Multi tenant elasticsearch deployment

I need some advice on deploying elasticsearch for multi-tenant application.
I have 3 options:

  1. 1 index for each tenant
  2. One big index for all the tenants with default routing
  3. One big index for all the tenants with custom routing

Expected data volume is around 15GB - 20GB

We have more than 2000 tenants and this number could increase even further. Option 1 would result in memory issue due to the increase in number of shards.

I need advice in choosing between options 2 and 3.

Going with Option2, we can filter based on the tenant id to ensure data separation but the query performance for tenants will be affected as all the shards need to be queried.

Option3 would ensure that we query the specific shard but I think we can run into the issue of "hotspots".

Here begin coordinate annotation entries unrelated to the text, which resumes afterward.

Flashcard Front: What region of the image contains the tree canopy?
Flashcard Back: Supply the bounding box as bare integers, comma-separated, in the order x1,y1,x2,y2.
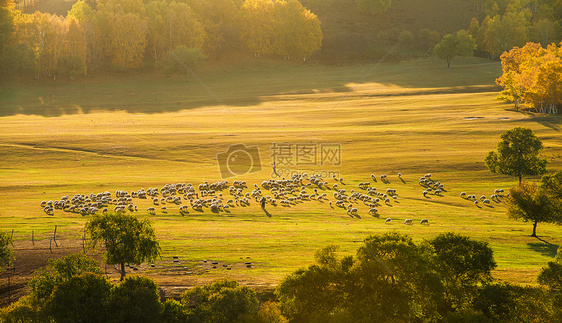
0,0,323,78
433,30,476,67
276,232,495,322
485,127,547,183
86,213,160,280
29,254,103,300
496,43,562,113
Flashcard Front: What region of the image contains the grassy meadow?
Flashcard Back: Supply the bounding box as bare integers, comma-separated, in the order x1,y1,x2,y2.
0,58,562,292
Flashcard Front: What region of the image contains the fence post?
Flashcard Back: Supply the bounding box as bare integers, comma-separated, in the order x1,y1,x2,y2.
53,225,59,247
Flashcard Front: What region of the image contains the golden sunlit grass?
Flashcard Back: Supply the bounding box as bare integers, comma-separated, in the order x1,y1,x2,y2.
0,58,562,285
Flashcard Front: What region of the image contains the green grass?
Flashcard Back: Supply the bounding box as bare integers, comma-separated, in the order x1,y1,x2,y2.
0,58,562,285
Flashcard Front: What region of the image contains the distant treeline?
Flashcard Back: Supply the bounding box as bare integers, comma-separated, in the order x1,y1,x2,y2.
468,0,562,58
0,0,322,77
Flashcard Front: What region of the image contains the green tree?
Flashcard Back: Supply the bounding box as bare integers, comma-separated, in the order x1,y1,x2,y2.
484,12,530,57
162,298,188,323
181,279,258,322
485,127,547,183
0,231,14,273
429,232,496,310
418,28,441,53
355,0,392,15
237,0,275,58
433,30,476,67
0,295,44,323
29,254,103,300
541,170,562,199
276,232,444,322
0,0,16,56
46,273,111,323
108,276,164,323
158,45,207,78
398,30,414,44
86,213,160,280
506,182,560,237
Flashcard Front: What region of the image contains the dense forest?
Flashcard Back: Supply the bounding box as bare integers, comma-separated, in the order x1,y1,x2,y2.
0,0,562,78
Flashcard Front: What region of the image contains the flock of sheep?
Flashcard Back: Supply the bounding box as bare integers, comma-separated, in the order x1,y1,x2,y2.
40,173,503,225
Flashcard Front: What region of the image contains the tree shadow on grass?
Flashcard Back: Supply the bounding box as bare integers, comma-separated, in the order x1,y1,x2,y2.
262,208,271,218
527,243,558,258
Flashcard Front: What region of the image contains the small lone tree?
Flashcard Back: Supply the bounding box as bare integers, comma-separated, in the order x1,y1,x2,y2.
506,182,560,237
433,30,476,67
485,127,547,184
86,213,161,280
0,232,14,273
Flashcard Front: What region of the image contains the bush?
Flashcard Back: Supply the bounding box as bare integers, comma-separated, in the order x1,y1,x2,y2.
0,295,48,323
46,273,111,323
109,276,164,323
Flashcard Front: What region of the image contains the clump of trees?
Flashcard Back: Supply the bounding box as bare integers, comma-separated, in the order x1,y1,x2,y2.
276,232,496,322
485,127,547,183
469,0,562,57
496,43,562,114
276,232,562,322
0,255,286,323
0,0,322,78
433,30,476,67
0,231,14,274
0,232,562,323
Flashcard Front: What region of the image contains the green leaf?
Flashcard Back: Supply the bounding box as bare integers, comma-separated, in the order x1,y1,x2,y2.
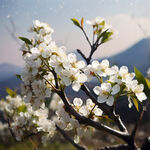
6,88,17,97
132,98,139,111
17,105,27,112
71,18,81,28
16,74,22,80
19,37,32,45
134,67,150,97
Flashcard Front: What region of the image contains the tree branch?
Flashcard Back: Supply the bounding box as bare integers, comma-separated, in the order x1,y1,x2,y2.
56,125,86,150
81,28,92,47
97,144,133,150
81,85,128,133
131,101,150,139
56,91,129,142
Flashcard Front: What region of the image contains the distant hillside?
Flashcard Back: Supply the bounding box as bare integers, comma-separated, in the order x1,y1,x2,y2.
0,64,22,97
100,39,150,75
0,64,21,81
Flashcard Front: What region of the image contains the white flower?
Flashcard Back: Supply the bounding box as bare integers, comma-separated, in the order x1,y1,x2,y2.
132,84,147,102
73,98,83,107
93,108,103,116
93,83,114,106
111,84,120,95
79,106,90,117
86,17,104,26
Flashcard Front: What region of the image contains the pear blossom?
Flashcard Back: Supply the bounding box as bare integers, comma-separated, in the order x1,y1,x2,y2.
93,83,120,106
86,17,104,26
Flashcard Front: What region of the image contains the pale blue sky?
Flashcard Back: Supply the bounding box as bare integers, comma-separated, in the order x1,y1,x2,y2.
0,0,150,65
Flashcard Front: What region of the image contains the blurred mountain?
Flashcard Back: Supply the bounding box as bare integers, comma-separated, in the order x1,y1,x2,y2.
0,39,150,122
0,64,22,97
0,64,21,81
100,39,150,75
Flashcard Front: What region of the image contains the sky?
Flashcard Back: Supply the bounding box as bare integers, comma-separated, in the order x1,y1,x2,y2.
0,0,150,66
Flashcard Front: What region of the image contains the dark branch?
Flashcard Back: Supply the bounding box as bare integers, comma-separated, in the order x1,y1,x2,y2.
81,85,128,133
77,49,87,62
97,144,133,150
56,125,86,150
81,28,92,47
131,101,149,139
141,137,150,150
56,91,129,142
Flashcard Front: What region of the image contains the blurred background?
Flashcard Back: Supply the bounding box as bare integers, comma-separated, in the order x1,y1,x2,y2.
0,0,150,149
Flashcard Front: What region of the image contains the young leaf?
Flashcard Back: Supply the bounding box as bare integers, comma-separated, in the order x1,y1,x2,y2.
81,17,84,28
71,18,81,28
6,88,16,97
132,98,139,111
19,37,32,45
134,67,150,97
16,74,22,80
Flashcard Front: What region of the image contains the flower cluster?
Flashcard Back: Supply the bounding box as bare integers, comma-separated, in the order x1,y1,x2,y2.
0,95,55,142
0,17,149,146
0,122,11,141
21,20,87,109
84,59,147,106
50,94,98,143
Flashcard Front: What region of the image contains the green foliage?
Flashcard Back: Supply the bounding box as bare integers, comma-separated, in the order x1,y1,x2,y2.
134,67,150,97
6,88,16,97
19,37,32,45
71,18,81,28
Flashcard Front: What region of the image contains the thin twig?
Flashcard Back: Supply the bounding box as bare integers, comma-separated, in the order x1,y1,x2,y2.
56,125,86,150
56,91,129,142
131,101,150,139
81,84,128,133
81,28,92,47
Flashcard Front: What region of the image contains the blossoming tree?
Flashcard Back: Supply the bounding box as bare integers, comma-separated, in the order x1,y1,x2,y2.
0,17,150,150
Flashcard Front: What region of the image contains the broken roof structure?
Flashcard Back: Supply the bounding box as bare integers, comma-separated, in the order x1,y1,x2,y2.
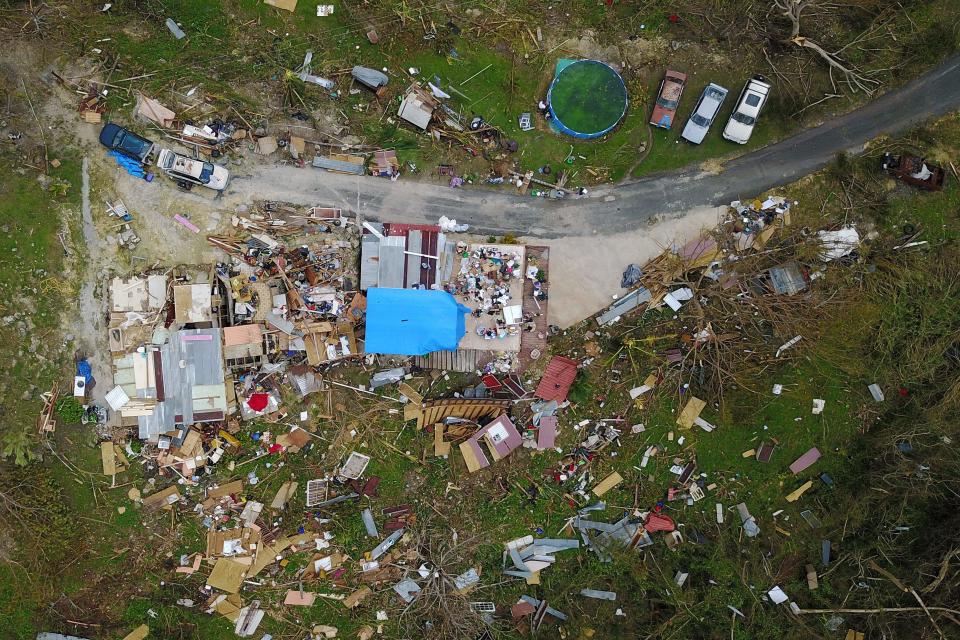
360,223,456,291
128,329,227,440
397,83,440,131
365,288,469,356
534,356,577,402
173,283,213,324
110,275,168,313
460,415,523,473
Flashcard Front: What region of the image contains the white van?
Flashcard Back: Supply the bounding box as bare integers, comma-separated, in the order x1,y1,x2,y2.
157,149,230,191
723,76,771,144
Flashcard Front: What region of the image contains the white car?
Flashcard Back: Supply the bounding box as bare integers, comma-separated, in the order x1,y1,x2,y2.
680,82,728,144
157,149,230,191
723,76,771,144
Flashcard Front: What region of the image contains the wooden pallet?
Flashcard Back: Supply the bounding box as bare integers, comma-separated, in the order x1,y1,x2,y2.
416,349,478,373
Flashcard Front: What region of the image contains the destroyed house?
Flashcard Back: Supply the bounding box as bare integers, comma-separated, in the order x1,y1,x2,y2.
397,83,440,131
223,324,265,369
129,329,227,440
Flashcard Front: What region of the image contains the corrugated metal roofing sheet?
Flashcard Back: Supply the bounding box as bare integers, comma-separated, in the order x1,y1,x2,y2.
313,156,367,176
534,356,577,402
380,236,407,289
360,233,380,291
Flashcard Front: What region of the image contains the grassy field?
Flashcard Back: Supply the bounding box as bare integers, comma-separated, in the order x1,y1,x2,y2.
0,158,80,464
26,0,956,184
0,0,960,640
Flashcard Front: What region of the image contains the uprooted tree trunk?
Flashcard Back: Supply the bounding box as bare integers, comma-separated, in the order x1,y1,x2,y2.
773,0,880,95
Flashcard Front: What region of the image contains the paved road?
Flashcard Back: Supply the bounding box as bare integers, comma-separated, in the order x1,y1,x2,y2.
227,56,960,238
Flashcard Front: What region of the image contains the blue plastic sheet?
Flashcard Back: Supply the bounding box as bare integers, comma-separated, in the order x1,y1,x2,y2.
77,359,93,384
365,288,470,356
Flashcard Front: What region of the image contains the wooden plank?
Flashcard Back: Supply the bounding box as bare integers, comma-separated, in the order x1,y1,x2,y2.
460,441,483,473
677,396,707,429
787,480,813,502
270,480,299,509
207,480,243,498
433,422,450,456
593,471,623,498
100,440,117,476
398,382,423,405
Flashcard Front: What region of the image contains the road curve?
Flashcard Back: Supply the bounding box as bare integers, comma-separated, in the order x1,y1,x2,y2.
228,55,960,238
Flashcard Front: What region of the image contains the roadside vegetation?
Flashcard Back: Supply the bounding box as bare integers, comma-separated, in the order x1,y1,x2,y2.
7,0,960,184
0,0,960,640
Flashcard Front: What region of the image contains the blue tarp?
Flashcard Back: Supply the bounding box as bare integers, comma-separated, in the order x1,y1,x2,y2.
364,288,470,356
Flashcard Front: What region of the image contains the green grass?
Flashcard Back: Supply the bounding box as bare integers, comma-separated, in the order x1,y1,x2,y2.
0,157,80,461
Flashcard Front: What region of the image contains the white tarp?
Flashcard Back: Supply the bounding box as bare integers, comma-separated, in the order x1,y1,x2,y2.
817,227,860,262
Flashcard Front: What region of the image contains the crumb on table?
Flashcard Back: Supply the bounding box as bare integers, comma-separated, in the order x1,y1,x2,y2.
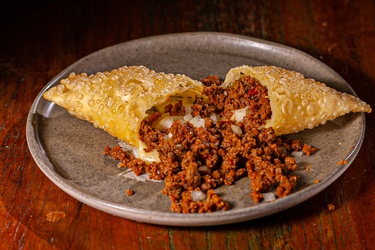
327,204,335,211
126,189,134,196
336,160,348,165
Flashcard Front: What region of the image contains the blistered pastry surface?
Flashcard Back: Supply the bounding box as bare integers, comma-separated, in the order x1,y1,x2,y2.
223,66,371,135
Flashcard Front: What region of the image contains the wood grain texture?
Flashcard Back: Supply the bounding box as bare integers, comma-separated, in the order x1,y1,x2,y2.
0,0,375,249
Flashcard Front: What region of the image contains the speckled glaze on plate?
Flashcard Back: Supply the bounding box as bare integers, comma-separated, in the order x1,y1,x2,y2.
26,32,365,226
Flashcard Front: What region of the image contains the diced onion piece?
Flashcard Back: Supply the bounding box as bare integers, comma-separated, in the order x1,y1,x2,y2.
189,115,206,128
291,151,303,157
184,113,193,122
198,165,209,172
118,141,134,152
138,141,160,162
210,114,219,124
119,169,161,182
262,192,276,201
185,105,192,115
230,124,242,135
230,106,249,122
155,116,182,130
190,190,206,201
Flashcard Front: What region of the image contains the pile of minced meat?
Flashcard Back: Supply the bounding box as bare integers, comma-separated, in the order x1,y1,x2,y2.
104,76,316,213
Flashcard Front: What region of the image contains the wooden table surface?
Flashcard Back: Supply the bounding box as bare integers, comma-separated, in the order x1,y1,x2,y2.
0,0,375,249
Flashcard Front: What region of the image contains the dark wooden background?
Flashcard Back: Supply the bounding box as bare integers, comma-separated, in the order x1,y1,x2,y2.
0,0,375,249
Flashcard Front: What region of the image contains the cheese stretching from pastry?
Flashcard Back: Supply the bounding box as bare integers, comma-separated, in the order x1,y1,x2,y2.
43,66,371,158
222,65,371,135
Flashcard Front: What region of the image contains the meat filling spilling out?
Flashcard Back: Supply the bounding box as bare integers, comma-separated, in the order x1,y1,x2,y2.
104,76,316,213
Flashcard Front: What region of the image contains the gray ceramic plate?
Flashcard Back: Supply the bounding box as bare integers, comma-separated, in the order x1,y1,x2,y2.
26,33,365,226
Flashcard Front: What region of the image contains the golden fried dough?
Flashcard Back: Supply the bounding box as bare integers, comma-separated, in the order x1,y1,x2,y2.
223,65,371,135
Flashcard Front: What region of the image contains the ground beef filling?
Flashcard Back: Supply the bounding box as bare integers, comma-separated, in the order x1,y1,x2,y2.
104,76,315,213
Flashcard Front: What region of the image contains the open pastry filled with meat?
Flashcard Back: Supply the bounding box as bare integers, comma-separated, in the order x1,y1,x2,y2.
44,66,371,213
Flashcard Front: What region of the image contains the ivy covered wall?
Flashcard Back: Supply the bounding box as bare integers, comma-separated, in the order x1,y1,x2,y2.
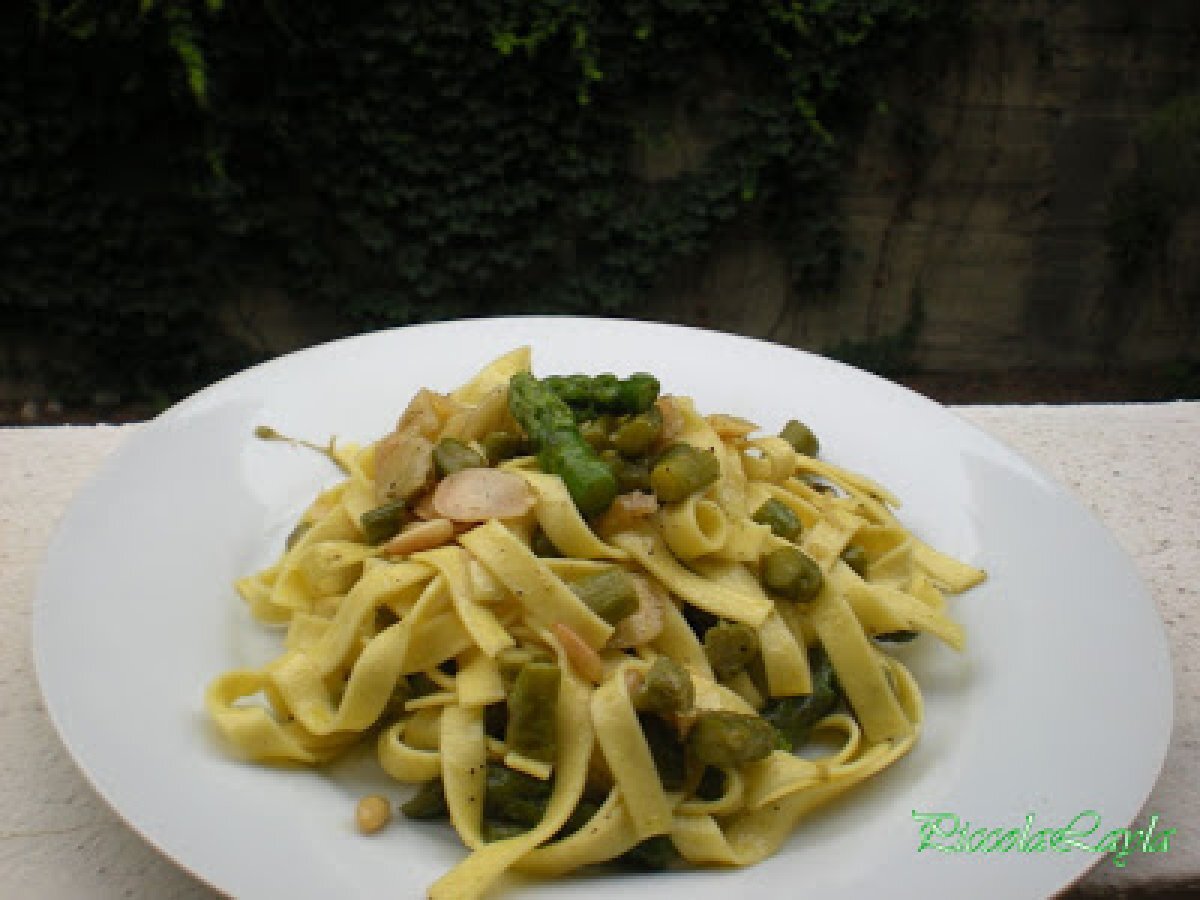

Another issue with Option2 and Option3 is that there is no complete data separation for scoring. The data for different tenants will affect the scoring of other tenants.

Can you please advise me on the best strategy that can be used for our use case?

Given the size of the data, even if it doubled, it's huge, I would just go with option 2.

Thanks @warkolm for the reply.

The only issue with having one big sharded index is that there is no complete data separation for scoring. The data for different tenants will affect the scoring of other tenants. Is there a way that this problem can be addressed?

What if you use a filter and make sure you have a customer ID field of some kind.

This topic was automatically closed 28 days after the last reply. New replies are no longer allowed.